Harald Kipp harald.kipp at egnite.de
Thu Apr 3 11:37:39 CEST 2003


>
>On this note - has anyone had nut application that have run for months on
>end?

This will now become a long response.

We had been running several tests including long time stability
checks since the very first release and all tests were passed
without problem.

However, using Ethernuts in a real time world was different. It
later failed on large incoming packets (ping -l10000) for a
long time and using the public Internet was a whole different
story with all its delays and missing packets.

PPP requires even more. It is slow and packets may get corrupted
quite often. Just yesterday we detected another bug in the TCP
state machine. It appears when the peer doesn't receive the
ACK segment of a newly opened TCP window.

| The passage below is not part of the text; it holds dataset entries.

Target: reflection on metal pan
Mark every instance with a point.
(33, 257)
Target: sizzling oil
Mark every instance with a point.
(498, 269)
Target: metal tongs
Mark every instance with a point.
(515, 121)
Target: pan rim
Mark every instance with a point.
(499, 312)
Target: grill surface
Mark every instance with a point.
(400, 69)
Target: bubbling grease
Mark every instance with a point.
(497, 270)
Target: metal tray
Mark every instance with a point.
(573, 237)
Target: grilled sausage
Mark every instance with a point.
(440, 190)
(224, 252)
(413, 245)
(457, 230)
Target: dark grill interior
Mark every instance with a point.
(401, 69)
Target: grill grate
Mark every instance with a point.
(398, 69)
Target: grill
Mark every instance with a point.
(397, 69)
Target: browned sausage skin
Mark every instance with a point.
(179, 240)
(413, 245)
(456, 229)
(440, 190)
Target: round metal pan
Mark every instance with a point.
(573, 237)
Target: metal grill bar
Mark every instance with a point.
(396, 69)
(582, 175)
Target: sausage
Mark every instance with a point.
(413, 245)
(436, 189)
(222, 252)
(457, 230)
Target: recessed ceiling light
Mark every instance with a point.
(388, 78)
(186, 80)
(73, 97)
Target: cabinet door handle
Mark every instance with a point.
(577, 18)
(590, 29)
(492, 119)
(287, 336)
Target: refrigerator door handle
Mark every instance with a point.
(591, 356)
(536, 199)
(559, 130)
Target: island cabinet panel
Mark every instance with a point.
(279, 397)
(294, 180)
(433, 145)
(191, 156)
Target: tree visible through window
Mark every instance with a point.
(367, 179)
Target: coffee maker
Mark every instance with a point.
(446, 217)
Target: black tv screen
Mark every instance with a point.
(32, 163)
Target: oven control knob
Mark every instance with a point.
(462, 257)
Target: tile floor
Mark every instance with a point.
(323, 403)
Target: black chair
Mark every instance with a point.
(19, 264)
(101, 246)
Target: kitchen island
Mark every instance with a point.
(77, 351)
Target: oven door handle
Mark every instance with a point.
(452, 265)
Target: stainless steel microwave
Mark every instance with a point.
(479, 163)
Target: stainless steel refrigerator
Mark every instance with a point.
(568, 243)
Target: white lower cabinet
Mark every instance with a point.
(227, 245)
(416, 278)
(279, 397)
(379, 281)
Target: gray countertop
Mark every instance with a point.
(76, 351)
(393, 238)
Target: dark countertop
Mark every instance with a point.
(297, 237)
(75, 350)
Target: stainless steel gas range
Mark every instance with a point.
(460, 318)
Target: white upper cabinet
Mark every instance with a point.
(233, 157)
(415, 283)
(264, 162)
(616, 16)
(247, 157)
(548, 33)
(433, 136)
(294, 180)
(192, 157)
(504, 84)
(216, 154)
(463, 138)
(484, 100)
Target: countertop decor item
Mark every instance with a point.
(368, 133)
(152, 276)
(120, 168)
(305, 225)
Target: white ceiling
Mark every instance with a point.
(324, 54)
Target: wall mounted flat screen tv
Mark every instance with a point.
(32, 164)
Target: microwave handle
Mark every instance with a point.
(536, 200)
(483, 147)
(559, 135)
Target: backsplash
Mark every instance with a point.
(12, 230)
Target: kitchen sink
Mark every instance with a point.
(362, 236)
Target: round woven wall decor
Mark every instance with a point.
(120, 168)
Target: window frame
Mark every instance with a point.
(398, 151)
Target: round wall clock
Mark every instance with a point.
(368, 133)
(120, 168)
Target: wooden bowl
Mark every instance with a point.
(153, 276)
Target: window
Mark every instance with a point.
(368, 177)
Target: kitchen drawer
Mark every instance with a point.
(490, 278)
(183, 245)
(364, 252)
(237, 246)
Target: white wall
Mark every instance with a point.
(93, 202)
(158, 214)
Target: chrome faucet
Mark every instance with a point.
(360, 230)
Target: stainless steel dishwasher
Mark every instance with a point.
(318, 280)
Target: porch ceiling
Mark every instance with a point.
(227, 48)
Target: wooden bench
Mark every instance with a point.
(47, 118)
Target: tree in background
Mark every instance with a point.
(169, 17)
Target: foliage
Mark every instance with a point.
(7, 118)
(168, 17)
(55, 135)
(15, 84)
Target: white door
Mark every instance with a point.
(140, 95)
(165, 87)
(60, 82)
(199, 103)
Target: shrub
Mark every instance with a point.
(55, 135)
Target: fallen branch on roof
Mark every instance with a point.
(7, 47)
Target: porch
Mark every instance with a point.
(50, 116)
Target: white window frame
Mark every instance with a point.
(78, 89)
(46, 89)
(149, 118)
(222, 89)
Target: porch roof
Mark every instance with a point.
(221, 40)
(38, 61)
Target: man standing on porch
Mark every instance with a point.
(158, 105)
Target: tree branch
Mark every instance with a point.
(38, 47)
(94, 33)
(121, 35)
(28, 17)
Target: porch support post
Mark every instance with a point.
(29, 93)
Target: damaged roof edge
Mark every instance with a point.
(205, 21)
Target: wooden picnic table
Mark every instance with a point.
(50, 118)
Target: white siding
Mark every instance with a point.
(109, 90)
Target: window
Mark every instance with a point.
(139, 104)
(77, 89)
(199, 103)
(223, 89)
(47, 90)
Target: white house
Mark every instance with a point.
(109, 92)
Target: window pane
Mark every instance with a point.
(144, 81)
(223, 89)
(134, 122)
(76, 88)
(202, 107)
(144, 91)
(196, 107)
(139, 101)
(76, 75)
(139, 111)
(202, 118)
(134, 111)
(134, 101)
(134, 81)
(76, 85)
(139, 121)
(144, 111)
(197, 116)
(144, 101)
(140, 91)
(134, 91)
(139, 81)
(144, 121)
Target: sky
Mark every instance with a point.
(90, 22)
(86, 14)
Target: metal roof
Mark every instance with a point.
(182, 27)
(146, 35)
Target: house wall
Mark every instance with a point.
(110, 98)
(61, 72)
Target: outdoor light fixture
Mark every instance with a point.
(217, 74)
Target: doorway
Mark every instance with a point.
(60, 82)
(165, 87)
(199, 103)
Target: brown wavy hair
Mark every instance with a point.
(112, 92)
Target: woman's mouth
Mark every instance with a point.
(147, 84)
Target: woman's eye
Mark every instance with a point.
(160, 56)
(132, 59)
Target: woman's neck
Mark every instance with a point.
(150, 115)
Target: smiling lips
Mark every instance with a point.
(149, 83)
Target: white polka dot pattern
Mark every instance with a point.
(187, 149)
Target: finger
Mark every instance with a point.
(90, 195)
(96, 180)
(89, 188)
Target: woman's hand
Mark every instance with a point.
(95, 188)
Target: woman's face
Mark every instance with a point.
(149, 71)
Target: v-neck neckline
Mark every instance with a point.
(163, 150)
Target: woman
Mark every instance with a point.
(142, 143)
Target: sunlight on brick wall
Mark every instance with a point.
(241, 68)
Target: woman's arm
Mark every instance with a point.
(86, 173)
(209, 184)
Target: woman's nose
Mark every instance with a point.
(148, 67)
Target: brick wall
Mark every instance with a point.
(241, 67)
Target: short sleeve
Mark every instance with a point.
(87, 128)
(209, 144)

In a local LAN this
almost never happens unless you are transfering large amounts
of data to the Ethernut board.

One of our Ethernut based applications is using TCP and UDP
in a non-stop system in a low traffic LAN. It works without
failure since more than half a year, using this old buggy
scrap named Version 2.4.2. :-)

Right now we are testing a 24 kBit MP3 stream on a 57600 Baud
analog modem line to the public Internet. (Don't try this with
Ethernut 1.3, you need Ethernut 2 banked memory). It runs
without general failure, but loses connection sometimes after
a few minutes, sometimes it runs for hours. This may not be
Ethernut's fault, but it's naturally difficult to track.

Beside Ethernut 2 we will soon publish a new revision F of
Ethernut 1.3. It includes a minor modification, based on a very
smart idea of Richard D. Hornbaker, using the IOCHRDY line of
the RTL8019AS to generate interrupts. Without this mdofication,
Ethernut is almost unable to transmit packets during heavy
broadcast showers, for example.

Putting it together: You can build a very reliable application
for a specific environment, which may miserably fail under
different circumstances. During the last two years many people
contributed to the code and spend many hours to track down
problems. The current stability confirms, that our decision to
keep it Open Source, was the best decision we could make.